Custom or vertical heat sink

These heatsinks are by far the most efficient. They are composed of a copper base that is in contact with the GPU and the power phases. Certain heat pipes integrated into this base are responsible for capturing all the heat from it and distributing it between a finned heat exchanger which is installed over the entire extension of the PCB of the card, or even exceeding this measurement and extending to the -of the. These heat pipes can use a vapor chamber to optimize the distribution and speed of thermal transmission. This block will be constructed of aluminum or copper and will be bathed by a vertical airflow generated by one, two, or up to three fans installed in a cover above this block.

The end result will be a cage that completely covers the PCB of the board to facilitate heat dissipation of the components. In addition, in the upper area of ​​the plate one can also have a backplate that also covers this whole area.

Blower type heat sink

The design of these heatsinks is older and rare to see on current models because the airflow is poorer and the dissipation much less optimal. These heat sinks have a copper core that comes in contact with the GPU and VRM to pick up heat and distribute it to the top area where a finned block will be located.
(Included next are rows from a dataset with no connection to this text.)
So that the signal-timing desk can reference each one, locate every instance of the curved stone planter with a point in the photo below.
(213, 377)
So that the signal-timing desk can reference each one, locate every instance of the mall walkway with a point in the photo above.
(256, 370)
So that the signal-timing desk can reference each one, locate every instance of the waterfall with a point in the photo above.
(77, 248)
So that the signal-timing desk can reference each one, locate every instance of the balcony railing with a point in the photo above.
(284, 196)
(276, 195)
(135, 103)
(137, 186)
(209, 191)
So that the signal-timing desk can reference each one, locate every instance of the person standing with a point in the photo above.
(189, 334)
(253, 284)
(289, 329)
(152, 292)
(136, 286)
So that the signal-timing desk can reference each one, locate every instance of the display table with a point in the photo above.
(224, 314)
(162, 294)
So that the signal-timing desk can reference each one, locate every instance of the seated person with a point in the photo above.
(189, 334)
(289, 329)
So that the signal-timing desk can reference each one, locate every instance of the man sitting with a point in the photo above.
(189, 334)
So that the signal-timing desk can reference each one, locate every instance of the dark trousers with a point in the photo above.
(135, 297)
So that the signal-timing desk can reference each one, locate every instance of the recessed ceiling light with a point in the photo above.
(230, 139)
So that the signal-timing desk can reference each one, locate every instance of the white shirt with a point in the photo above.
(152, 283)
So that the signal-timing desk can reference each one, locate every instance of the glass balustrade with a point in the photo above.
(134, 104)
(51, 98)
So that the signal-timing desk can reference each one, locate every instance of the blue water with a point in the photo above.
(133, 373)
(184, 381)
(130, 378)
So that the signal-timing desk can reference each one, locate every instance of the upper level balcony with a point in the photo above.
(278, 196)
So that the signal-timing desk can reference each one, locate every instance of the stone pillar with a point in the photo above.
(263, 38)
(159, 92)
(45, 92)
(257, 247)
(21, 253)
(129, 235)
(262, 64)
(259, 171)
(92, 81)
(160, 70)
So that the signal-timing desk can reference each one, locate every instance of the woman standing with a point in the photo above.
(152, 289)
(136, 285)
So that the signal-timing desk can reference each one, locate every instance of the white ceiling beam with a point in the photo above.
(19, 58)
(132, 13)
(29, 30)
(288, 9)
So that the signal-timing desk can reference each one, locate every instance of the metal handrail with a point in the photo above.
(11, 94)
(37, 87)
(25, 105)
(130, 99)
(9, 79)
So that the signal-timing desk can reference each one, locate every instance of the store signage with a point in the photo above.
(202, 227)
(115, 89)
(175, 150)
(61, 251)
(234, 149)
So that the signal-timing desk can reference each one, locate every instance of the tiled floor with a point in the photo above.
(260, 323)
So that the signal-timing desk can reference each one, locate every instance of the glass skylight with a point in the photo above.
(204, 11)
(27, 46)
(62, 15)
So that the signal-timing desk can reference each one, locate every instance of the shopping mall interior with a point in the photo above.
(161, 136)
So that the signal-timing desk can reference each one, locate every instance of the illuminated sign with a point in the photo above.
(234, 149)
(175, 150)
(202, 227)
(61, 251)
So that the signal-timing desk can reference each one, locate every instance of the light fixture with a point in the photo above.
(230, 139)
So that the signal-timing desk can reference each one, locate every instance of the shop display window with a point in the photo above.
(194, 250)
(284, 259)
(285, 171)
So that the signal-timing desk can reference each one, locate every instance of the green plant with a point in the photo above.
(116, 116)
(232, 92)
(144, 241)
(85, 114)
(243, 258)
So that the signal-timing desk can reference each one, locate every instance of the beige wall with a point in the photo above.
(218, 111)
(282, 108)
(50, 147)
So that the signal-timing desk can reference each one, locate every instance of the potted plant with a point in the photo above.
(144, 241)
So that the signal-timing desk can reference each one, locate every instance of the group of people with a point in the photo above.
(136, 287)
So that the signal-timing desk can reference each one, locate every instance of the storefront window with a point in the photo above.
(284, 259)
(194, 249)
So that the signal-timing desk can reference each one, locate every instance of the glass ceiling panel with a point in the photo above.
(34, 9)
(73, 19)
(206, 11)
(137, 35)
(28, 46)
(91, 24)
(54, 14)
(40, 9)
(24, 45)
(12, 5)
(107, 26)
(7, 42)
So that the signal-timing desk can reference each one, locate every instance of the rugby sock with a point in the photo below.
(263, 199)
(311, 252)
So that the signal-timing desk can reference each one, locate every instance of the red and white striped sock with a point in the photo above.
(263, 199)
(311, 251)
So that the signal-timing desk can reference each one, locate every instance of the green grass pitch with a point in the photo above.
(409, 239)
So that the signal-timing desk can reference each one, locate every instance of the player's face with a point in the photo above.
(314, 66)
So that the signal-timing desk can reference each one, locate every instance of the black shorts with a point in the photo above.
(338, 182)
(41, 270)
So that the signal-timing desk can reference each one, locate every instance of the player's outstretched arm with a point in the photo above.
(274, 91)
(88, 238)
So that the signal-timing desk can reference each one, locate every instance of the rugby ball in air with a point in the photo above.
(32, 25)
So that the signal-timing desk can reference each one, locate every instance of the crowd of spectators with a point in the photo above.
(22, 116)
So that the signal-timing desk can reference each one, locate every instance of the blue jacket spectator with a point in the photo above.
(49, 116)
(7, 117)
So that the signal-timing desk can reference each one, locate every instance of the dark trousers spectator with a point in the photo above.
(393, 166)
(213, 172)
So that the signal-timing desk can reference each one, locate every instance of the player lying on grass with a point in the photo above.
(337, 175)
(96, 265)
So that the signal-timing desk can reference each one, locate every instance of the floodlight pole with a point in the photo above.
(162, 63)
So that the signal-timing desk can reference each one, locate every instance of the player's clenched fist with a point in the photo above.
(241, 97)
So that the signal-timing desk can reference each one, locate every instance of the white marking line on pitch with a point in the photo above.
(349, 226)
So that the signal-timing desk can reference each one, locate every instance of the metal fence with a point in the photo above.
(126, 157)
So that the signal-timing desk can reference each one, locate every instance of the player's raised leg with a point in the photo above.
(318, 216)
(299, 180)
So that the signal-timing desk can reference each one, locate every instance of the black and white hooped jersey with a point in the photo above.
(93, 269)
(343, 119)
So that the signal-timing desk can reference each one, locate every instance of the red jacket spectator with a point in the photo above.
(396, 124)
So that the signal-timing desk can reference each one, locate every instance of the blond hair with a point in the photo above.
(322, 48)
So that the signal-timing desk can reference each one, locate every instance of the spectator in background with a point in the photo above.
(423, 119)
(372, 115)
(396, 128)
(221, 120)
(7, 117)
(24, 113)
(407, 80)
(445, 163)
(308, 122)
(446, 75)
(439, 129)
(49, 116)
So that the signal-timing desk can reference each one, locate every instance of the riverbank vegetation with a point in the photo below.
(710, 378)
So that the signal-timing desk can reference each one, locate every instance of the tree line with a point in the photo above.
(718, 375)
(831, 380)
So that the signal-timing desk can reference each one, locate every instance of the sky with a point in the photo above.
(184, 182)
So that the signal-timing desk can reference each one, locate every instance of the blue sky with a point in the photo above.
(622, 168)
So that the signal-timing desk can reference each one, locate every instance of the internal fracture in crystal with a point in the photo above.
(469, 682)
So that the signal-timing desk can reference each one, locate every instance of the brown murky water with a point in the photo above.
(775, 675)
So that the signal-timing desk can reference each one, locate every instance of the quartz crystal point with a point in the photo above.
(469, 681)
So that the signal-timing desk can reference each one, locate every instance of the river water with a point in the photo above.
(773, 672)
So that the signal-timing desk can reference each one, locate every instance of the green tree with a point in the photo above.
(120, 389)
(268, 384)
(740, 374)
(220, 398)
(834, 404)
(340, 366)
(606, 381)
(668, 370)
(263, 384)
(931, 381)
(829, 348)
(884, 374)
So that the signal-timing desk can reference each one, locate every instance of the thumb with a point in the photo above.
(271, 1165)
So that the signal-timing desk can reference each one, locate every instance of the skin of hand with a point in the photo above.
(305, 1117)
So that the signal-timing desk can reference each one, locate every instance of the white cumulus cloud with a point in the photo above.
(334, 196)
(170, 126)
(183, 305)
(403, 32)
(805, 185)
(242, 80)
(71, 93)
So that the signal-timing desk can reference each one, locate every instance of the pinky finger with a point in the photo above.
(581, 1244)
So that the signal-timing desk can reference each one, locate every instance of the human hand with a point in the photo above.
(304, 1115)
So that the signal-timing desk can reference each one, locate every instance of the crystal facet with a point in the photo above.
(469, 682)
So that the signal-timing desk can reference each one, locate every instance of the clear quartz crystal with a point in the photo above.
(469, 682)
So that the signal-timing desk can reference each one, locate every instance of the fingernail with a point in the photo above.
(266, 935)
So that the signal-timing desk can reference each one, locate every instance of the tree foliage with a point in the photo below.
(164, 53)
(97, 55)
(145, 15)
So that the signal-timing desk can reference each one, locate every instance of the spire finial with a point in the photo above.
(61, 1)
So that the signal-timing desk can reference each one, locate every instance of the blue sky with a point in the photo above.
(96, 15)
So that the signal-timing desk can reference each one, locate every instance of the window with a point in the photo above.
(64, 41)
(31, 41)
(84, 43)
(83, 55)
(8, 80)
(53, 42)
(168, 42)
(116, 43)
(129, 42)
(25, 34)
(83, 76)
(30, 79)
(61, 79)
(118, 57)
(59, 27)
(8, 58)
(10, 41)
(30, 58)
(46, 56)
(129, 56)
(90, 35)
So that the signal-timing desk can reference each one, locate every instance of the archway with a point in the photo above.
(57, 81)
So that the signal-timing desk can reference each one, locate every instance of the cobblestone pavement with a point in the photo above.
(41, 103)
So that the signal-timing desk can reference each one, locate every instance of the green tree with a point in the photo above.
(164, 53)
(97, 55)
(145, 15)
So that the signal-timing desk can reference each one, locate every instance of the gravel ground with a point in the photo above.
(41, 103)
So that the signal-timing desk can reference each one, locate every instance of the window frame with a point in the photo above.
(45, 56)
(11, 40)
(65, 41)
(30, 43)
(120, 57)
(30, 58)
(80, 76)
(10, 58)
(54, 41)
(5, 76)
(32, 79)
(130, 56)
This block can also contain a steam chamber so that the heat transfer will be of better quality.

Well, this block will be bathed by an axial flow of air coming from a centrifugal fan (it captures the air vertically and expels it horizontally). This will all be covered with an outer cover to prevent airflow from dispersing before passing through the fins.

Liquid refrigeration

In some cases, we also have liquid cooling settings for custom graphics cards. The operation is the same as in the case of CPUs, a block is installed in the GPU where a liquid will circulate in a closed circuit. This will reach an exchanger with fans to transfer the heat from the liquid to the finned block where it will ultimately be transferred to the air.

Passive heat sink

Well, it’s basically an aluminum or copper fin block that is installed on the GPU and dissipates heat without a fan. Of course, this is the worst, and only low-end or entry-level graphics cards install it.

Final words on the best boxes on the market

Without a doubt, the field of graphics cards is one of the most complex in terms of choosing the right models. There are a lot of them and it’s hard to find the best of them, and it’s also one of the most sought after by gamers. We believe this model list covers most of the needs of low, mid and high end gamers well. In general, these are great graphics cards with great features that will allow us to play pretty much anything today. Of course, keeping in mind the limitations of the low range, but it is precisely for this reason that it is called low range.

Would you like to put another model on this list that has caught your attention?